On April 1, 2019, the duo started off with Alefiya's dad's shop as their first canvas. The shop is called King's Paper and Stationery. "What we did was sit with the owners, interview them, have a detailed conversation, ask them about their stories, about their history, how they came to be and why they sell what they sell. We decided that the artwork would be unique to that shop and their stories," adds Annushka.

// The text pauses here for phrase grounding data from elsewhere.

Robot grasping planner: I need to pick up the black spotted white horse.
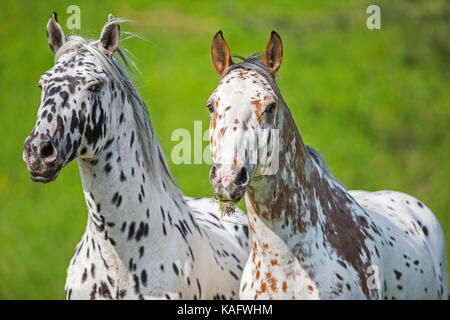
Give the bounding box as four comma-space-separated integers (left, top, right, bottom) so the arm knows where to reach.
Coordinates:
208, 32, 448, 299
23, 14, 250, 299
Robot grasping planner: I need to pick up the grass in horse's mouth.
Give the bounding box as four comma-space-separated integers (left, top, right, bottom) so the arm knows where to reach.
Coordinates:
214, 194, 236, 217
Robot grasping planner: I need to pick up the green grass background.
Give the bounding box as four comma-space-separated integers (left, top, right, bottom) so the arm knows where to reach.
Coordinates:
0, 0, 450, 299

Painting legacies through shutters: The duo has completed 20 shutters and 18 shops in total till now, and they had 15 artists and over 30 volunteers on board for the first phase of their project
The shopkeepers caught on
They hadn't set any kind of parameters for choosing shops or which shutters to paint. When they were painting their first shutter for Alefiya's father's shop, it got them a lot of attention. Pretty soon, other shopkeepers came and asked about what they were doing and that's how their numbers grew. "We got the shop right next to the first one, we grew organically and that's what was exciting and satisfying. It attracted a lot of customers to these shops as well as a result of the paintings," the 24-year-old visual artist explains.
And that's what set the juggernaut rolling. The duo has completed 20 shutters and 18 shops in total till now, and they had 15 artists and over 30 volunteers on board for the first phase of their project — April 1 to June 1, 2019.
So, how hard or easy is it to paint these shutters? "Shutters mostly are metallic ones, some are wooden. The paint we would typically use is oil-based as that is what lasts longer, has a better shelf-life and does not get corroded easily. Each artwork was created with different artists," says Annushka. She explains that the shopkeepers had different demands — while some were keen on showing their legacy, some wanted to focus on what they sell. "One shop wanted to show that they wanted their customers to be partners, they believe in the collaborative spirit, so we picked out keywords from their interviews then relayed it into the artwork. Based on the feedback we would get for each draft from the shopkeepers, we would then edit accordingly and finalise and then paint it," she adds.
Sunday is shutter day
They always paint on Sunday. While rolling shutters take longer to paint, flat wooden shutters are faster and easier to work on. "We would be mostly done in three hours, like from 6 am to 9 am on Sunday mornings. We required more people on bumpy shutters and it would typically take an entire Sunday, or if touch-ups were to be done then we came on one more Sunday and finished everything," she says.
The duo took the help of several artists and volunteers as it clearly became difficult for just the two of them to paint entire shutters. "We began putting out the shutter pictures that we were working on, on our Instagram page. I am a visual artist so people who follow me started contacting some artists approached us, some we wanted to collaborate with and thus and wrote to them. All the volunteers hopped on board just with the help of social media — they saw pictures on our Facebook and Insta pages, read about it, heard about it and then wrote to us," says Annushka.
Some of the shutters they painted:
Shutter fever to go all over?
During the first phase the two artists put in money and charged the shops only for the basic paints. While they are already planning for a phase two, they would like to grow and get a team on board. "We have also begun a crowdfunding initiative on Ketto for the next phase, so that we can also be more sustainable and are able to do it in larger parts of the city. We want to make it much bigger in the future, take it to other cities as well. We would also like to conduct heritage walks through these lanes so people can enjoy the artwork," says Annushka.
Their next phase is set to begin likely at the end of November or early in December this year as they are still in the process of finalising the shops and areas.